The judge presiding over the case of Sabrina Limon, the woman who killed her husband back in 2002 by dropping him off an overpass while he was tied to the back of their SUV, has denied Limon’s request for a new trial, meaning she will now serve at least 8 years in prison before being eligible for parole.
Factual errors in the jury instructions
Sabrina Limon was found guilty of first degree murder and robbery for a crime she did not commit. On November 13th, 2012 when she went to a car wash in El Monte with her husband and two children, the victim walked past them and was shot in the back by someone else on the street. The prosecution argued that it was Sabrina who shot the victim.
The defense disagreed saying that it would be impossible for Sabrina to shoot from where she was standing because there were cars blocking her view of him. This is important because there is no DNA evidence linking her to the murder weapon or fingerprints on the gun.
The jury instructions said that if they had doubt about whether or not she committed the crime then they should find her not guilty.
Murder without malice
In 2003, 18-year-old Sabrina Limon was charged with murder without malice for the death of her newborn child. The conviction has been upheld by two California courts.
In 2001, Ms. Limon gave birth to a baby boy at home and choked him to death. There is no question that she killed her son; it is only whether she did so with malice aforethought or not. The jury found Ms. Limon guilty of murder without malice and sentenced her to 25 years to life in prison in 2003. However, evidence from Dr. Mary Jane Ward that a postpartum depression diagnosis may have caused this event was ignored.
The doctor’s conclusion might have changed their minds, said Ms. Limon’s attorney Susan Rothblum, who had attempted to prove this before the appeals court and failed.
There are also questions about why more detail wasn’t provided on how much time elapsed between when she delivered the baby and when he died as well as what happened during those minutes. Despite having filed three appeals since 2003, Ms. Limon has been unsuccessful in getting another trial.
Bias on the part of juror foreman
The foreman of the jury that sentenced Sabrina Limon to 25 years to life for second-degree murder had a bias against her. In his personal blog post, he wrote I believe there is a special place in hell reserved for people like Mrs. Limon. His prejudice towards her caused him to give an unreasonable sentence and she deserves a new trial.
Sabrina Limon’s defense team requested a new trial based on evidence that the juror foreman demonstrated bias towards Sabrina by writing such words as Mrs. Limon belongs in jail or There should be no mercy. Judge Avila denied their request saying the biases were not clearly expressed in court and they could not prove it was specific to this case.

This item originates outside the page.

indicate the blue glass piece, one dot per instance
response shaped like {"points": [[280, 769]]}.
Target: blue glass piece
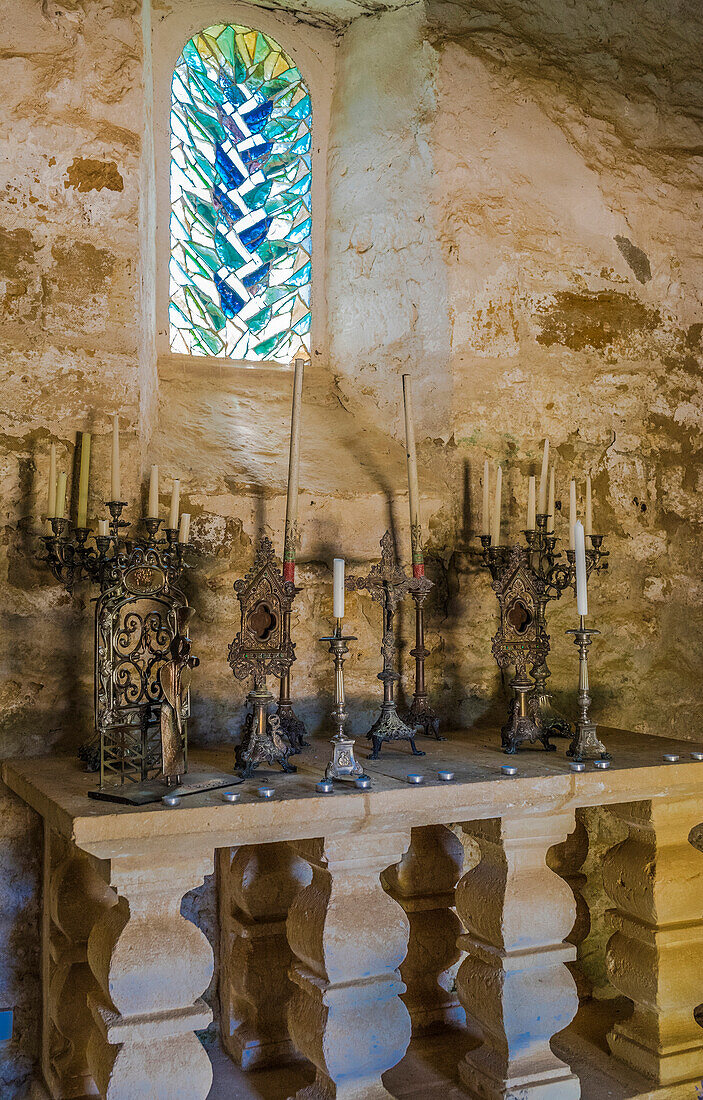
{"points": [[229, 299], [229, 172]]}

Undue influence by investigator Victor Escobedo
Sabrina Limon was sentenced to 25 years to life on Monday. She is the first woman in Colorado sentenced to life without parole for a nonviolent crime. The investigation of her case began when Victor Escobedo, a former police officer who had recently been fired from his job for misconduct and dishonesty, contacted her employer about her. His contact lead to what many believe are charges that were brought as a result of an unduly influenced investigation and prosecution led by Escobedo.
Publicity of trial affected fairness
In 2001, a jury found Sabrina Limon guilty of murdering her two sons. She was sentenced to 25 years to life in prison. The publicity of the trial and the media coverage it received made it difficult for her to find an unbiased jury. When she appealed this decision after new evidence came up that proved her innocence and showed that she had not done anything wrong in 2001. The judge denied her appeal and refused to grant her a new trial.
Judge Joseph Sanchez abused his discretion
There are many reasons why Judge Joseph Sanchez should have granted the motion for a new trial. First, there was no physical evidence linking Ms. Limon to the crime scene or to the murder weapon. Second, Ms. Limon passed two polygraph tests and had an alibi that put her miles away from the murder at the time it occurred.
Third, one of the main witnesses against Ms. Limon admitted to lying on the stand under oath in order to protect his wife from prosecution for accessory after the fact of murder. These three facts alone should have been enough to overturn her conviction and grant her a new trial as Judge Sanchez abused his discretion by not granting this motion for a new trial despite these compelling grounds for reconsideration
Insufficient evidence to support conviction
The new trial was denied because the court determined that there was not enough evidence to support the conviction. In order for a defendant to receive a new trial based on insufficient evidence, they must demonstrate the existence of clear and convincing new evidence to warrant a retrial. The court found that such evidence did not exist in this case.
In addition to denying the motion for a new trial, Judge Limon also sentenced Ms. Limon to 25 years-to-life in prison. This is one of the most difficult decisions I have had to make as a judge, she said. But I’m bound by my oath and my conscience.